1

I have xml file of the client shared via a url and I want to download only the first 10 entries from the file instead of downloading the whole file.

I know how to download a xml file in python, but instead of downloading the whole file, I just want to download first 10 entries of the xml.

import requests
URL = "http://clientfeed.com/feed/feed.xml"
response = requests.get(URL,stream=True) 

But here I don't know how to proceed to download only 10 entries from the file

Sample Tree node of a xml

 /products  ---Root element
 /products/product  --Repeat element
 /products/product/id
 /products/product/name
 /products/product/producturl
 /products/product/bigimage
 /products/product/price
 /products/product/instock
 /products/product/category

Here first 10 entries of /products/product needs to be downloaded instead of the whole file.
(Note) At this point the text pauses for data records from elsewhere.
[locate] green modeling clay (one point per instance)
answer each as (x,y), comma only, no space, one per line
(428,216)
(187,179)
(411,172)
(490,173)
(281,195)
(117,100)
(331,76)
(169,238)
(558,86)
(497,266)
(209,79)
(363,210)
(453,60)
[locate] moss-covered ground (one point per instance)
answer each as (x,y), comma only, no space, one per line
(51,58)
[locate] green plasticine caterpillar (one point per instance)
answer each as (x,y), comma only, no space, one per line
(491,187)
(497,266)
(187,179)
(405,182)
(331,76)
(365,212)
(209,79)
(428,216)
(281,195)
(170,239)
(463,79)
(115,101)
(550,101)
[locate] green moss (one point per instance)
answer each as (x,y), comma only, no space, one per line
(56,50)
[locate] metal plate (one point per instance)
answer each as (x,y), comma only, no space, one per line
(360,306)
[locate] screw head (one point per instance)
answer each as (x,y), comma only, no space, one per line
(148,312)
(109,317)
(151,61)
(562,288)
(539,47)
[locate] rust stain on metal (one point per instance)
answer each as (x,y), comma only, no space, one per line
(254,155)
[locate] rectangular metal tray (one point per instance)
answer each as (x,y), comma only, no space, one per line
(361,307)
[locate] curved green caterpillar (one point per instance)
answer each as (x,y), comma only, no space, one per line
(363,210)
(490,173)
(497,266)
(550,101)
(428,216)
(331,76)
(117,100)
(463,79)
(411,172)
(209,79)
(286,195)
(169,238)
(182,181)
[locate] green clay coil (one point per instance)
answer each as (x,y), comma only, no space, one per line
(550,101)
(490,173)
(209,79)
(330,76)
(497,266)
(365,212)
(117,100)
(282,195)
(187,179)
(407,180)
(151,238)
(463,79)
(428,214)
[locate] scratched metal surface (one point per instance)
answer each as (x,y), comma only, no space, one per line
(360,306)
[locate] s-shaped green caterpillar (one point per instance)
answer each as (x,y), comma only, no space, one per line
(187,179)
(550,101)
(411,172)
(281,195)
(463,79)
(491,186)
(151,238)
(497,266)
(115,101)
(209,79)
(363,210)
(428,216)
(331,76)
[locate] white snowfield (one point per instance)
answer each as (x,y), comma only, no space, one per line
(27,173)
Sample xml file having first four entries

<?xml version="1.0"?>
<products>
<product>
<id>1212</id>
<name>product name</name>
<producturl>product url</producturl>
<bigimage>image url</bigimage>
<price>11323</price>
<instock>yes</instock>
<category>cate</category>
</product>
<product>
<id>35345</id>
<name>product name</name>
<producturl>product url</producturl>
<bigimage>image url</bigimage>
<price>11323</price>
<instock>yes</instock>
<category>cate</category>
</product>
<product>
<id>7656756</id>
<name>product name</name>
<producturl>product url</producturl>
<bigimage>image url</bigimage>
<price>11323</price>
<instock>yes</instock>
<category>cate</category>
</product>
<product>
<id>575686786</id>
<name>product name</name>
<producturl>product url</producturl>
<bigimage>image url</bigimage>
<price>11323</price>
<instock>yes</instock>
<category>cate</category>
</product>
</products>

Can someone guide me here how to achieve this?

Thanks in advance

chethi
  • 699
  • 2
  • 7
  • 23
  • Yours client API does not support GET request with ID as parameter in URL? – K.Maj Feb 26 '19 at 12:36
  • Can you show actual xml file instead of describing it's format – Alderven Feb 26 '19 at 12:37
  • @K.Maj No client doesn't have that option, client just share whole file. – chethi Feb 26 '19 at 12:39
  • @Alderven Added sample xml file having 4 entries – chethi Feb 26 '19 at 12:51
  • 1
    Possible duplicate of [Only download a part of the document using python requests](https://stackoverflow.com/questions/23602412/only-download-a-part-of-the-document-using-python-requests) – Jonah Bishop Feb 26 '19 at 12:52
  • Can you also show what data do you need from that sample xml? – Alderven Feb 26 '19 at 12:53
  • @Alderven, above xml is having only 4 entries, ie 4 s, i have big file which conatins 10000 entries, so in this i want only the first 10 entries of s, so i will end of only reading first ten entries instead of all entries. – chethi Feb 26 '19 at 12:58
  • @JonahBishop im not sure how it will helpful for this case – chethi Feb 26 '19 at 12:59
  • @Chethi: Use the same as in your last question: [download-large-csv-file-from-a-url-line-by-line-for-only-10-entries](https://stackoverflow.com/questions/53815346/python-download-large-csv-file-from-a-url-line-by-line-for-only-10-entries) instead of counting rows, count closing tags. – stovfl Feb 26 '19 at 13:00
  • @stovfl, how can we do, as i want first ten s , how to do from which tag i need to find entries and their correspoding closing tags – chethi Feb 26 '19 at 13:06
  • 2
    @Chethi: `lxml` => `.iterparse()` => count `event == 'end'` => `break`. Read [event-driven-parsing](https://lxml.de/tutorial.html#event-driven-parsing) – stovfl Feb 26 '19 at 13:13

1 Answers1

1

Here is a code snippet that does what you are looking for.
Note that the data to download is different and the word to look for is 'name'.
In your case you should count 'product'

import requests

URL = "http://ftp.acc.umu.se/mirror/wikimedia.org/dumps/aawiki/20190101/dumpruninfo.txt"


MAX_COUNT = 5
file_data = ''
with requests.get(URL, stream=True) as r:
    for chunk in r.iter_content(chunk_size=50):
        file_data += chunk.decode('utf-8')
        count = file_data.count('name')
        if count >= MAX_COUNT:
            print(file_data)
            break
balderman
  • 22,927
  • 7
  • 34
  • 52